Ifham, adalah sebuah nama yang diberikan oleh orang
terkasih padaku. Masih melekat diingatanku masa-masa aku mencari cinta. Bagiku
itulah masa di mana aku menemukan cinta dan kasih sayang.
***
“If, maafkan kakek, seharusnya kakek mengatakan ini
dari awal engkau di titipkan di sini.”
“Memangnya ada apa, Kek!”
“Sekarang umurmu hampir 22 tahun. Sudah seharusnya
kakek angkat bicara.”
Ifham, semakin heran akan perkataan kakeknya. Berbagai
pertanyaan timbul dalam pikirannya. Dengan seksama dan teliti, ia dengarkan
kakeknya bercerita.
“Kamu kenal dengan
Munah?”
“Ooo, Bibi Munah. Aku kenal sekali, Kek! Beliaulah yang
membesarkan dan merawat aku dari kecil, Kek!”
Tanpa curiga, Ifham dengan bangga menceritakan kepada
kakeknya. Walaupun baru beberapa bulan ia tinggal bersama kakeknya. Dia sangat
akrab sekali, seperti seorang ayah dan anak.
“Apa saja yang kamu ketahui tentang Munah?”
“Bibi Munah amat penyayang kepadaku, Kek! Aku merasakan ada
jiwa keibuan dalam diri Bibi Munah.”
Ifham berhenti bicara, ia merasakan kehilangan sosok
yang selama ini dicari-carinya. Ibu, adalah pujangga hatinya. Namun ia tidak
mengetahui ibunya sejak kecil. Awal dari kelahirannya ia tinggal dengan
ayahnya.
“If, sebenarnya Munah itu adalah ibumu. Ayahmu sengaja
tidak memberitahumu. Karena itu adalah permintaan ibumu.”

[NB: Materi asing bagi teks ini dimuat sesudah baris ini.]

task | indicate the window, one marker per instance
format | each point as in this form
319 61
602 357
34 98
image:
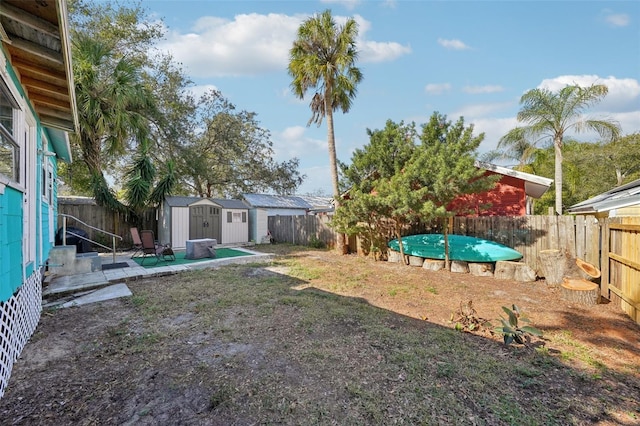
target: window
47 182
236 217
9 148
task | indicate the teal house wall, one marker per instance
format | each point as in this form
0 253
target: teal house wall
35 57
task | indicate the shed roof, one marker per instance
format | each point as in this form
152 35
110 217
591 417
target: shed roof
277 201
622 196
534 185
183 201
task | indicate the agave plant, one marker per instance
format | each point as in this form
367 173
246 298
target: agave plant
511 329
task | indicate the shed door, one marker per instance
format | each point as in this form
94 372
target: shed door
204 222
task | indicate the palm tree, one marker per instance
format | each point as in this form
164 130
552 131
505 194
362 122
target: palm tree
322 60
114 108
550 115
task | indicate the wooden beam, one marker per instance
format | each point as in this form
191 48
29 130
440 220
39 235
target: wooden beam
60 92
57 123
29 20
3 34
40 99
53 112
54 76
19 45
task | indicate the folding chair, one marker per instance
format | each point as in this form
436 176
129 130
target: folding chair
137 242
151 249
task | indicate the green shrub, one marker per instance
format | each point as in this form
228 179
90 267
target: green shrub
510 328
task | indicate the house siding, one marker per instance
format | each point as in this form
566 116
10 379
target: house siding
235 232
10 242
507 198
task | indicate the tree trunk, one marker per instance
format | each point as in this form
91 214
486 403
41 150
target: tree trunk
333 164
433 264
445 231
481 269
589 271
580 291
398 229
516 271
557 142
554 266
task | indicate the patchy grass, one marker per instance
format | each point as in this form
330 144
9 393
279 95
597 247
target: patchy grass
312 338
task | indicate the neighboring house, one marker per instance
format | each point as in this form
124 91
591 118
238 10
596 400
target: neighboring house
261 206
621 201
37 109
510 196
188 218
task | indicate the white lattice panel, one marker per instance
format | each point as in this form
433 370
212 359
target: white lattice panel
19 317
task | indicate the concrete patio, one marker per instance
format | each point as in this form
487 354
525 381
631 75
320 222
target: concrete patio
80 289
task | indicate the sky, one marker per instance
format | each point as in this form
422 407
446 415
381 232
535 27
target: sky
471 59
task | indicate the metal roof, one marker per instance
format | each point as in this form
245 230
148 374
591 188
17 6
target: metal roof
622 196
534 185
183 201
277 201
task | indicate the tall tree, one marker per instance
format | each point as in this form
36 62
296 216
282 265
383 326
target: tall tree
322 60
114 107
232 154
546 114
370 207
442 172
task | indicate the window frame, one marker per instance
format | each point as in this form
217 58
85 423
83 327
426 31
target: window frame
10 137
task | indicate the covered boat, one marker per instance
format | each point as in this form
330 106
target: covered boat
461 247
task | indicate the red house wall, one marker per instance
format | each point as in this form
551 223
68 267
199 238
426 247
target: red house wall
507 198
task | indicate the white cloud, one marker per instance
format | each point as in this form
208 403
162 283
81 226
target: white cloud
452 44
294 142
375 51
250 44
348 4
616 19
318 180
253 44
390 4
474 90
493 129
473 111
623 96
437 88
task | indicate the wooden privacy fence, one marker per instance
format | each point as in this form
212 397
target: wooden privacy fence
89 212
578 235
611 244
621 264
301 229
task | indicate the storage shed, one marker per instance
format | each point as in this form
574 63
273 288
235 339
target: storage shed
188 218
623 200
510 196
261 206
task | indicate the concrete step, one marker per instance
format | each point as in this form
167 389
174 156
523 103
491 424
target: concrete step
63 260
63 285
109 292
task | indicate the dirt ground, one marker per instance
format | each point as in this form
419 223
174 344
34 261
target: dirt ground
79 361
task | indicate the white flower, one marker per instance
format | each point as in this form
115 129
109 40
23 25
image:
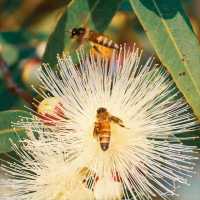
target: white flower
144 157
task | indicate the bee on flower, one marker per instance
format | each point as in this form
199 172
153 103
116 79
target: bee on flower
116 137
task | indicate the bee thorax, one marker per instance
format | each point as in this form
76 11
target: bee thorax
104 146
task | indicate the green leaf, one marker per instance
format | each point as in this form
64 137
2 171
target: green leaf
7 132
170 32
95 14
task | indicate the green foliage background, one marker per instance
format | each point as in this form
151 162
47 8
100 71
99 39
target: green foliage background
169 29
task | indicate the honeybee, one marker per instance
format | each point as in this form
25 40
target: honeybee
85 34
102 128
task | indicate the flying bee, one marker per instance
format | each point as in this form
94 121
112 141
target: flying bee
102 128
85 34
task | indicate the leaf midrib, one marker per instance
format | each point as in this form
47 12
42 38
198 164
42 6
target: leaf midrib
176 47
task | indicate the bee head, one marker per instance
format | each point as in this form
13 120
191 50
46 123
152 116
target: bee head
102 113
77 32
101 110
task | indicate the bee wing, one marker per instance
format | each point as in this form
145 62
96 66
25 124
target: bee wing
117 121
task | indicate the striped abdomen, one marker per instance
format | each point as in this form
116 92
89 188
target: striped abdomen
104 135
103 40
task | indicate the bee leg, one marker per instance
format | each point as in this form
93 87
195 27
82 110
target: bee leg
117 121
96 130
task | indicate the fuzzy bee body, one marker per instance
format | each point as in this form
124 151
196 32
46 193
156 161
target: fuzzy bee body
85 34
102 128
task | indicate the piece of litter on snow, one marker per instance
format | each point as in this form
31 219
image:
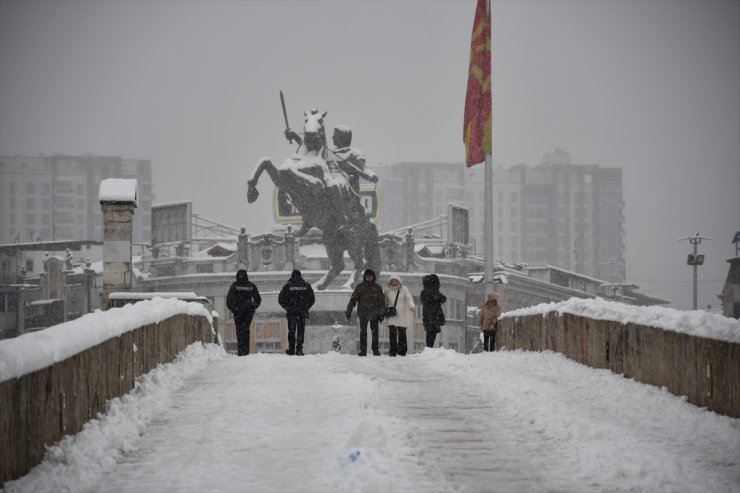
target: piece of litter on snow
350 458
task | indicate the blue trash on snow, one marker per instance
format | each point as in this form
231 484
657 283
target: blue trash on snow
350 458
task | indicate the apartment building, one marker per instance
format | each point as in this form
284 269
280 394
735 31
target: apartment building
55 198
557 213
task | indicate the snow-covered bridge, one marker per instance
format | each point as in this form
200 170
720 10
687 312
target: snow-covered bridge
434 421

Tubuh Ifham bergemetar hebat. Matanya memerah, entah
sedih, marah, kecewa, ia juga tidak tahu. Yang jelas hari itu adalah hari yang
merobah hidupnya. Keringat dinginnya meluncur begitu saja, lidahnya terasa
kaku. Entah perkataan apa yang hendak diucapkannya.
***
Aku bertanya pada matahari, bulan, dedaunan. Di
manakah ibuku berada. Aku terhenyak, menyandarkan punggung pada dinding-dinding
bambu tempat Bi Munah. Ke mana lagi aku mencari ibuku. Kenapa Bi Munah tidak
memberitahuku yang sebenarnya? Apa yang sebenarnya terjadi? Ifham melarikan
pikirannya saat ia diasuh oleh Munah. Dulu ia juga heran dengan bibinya.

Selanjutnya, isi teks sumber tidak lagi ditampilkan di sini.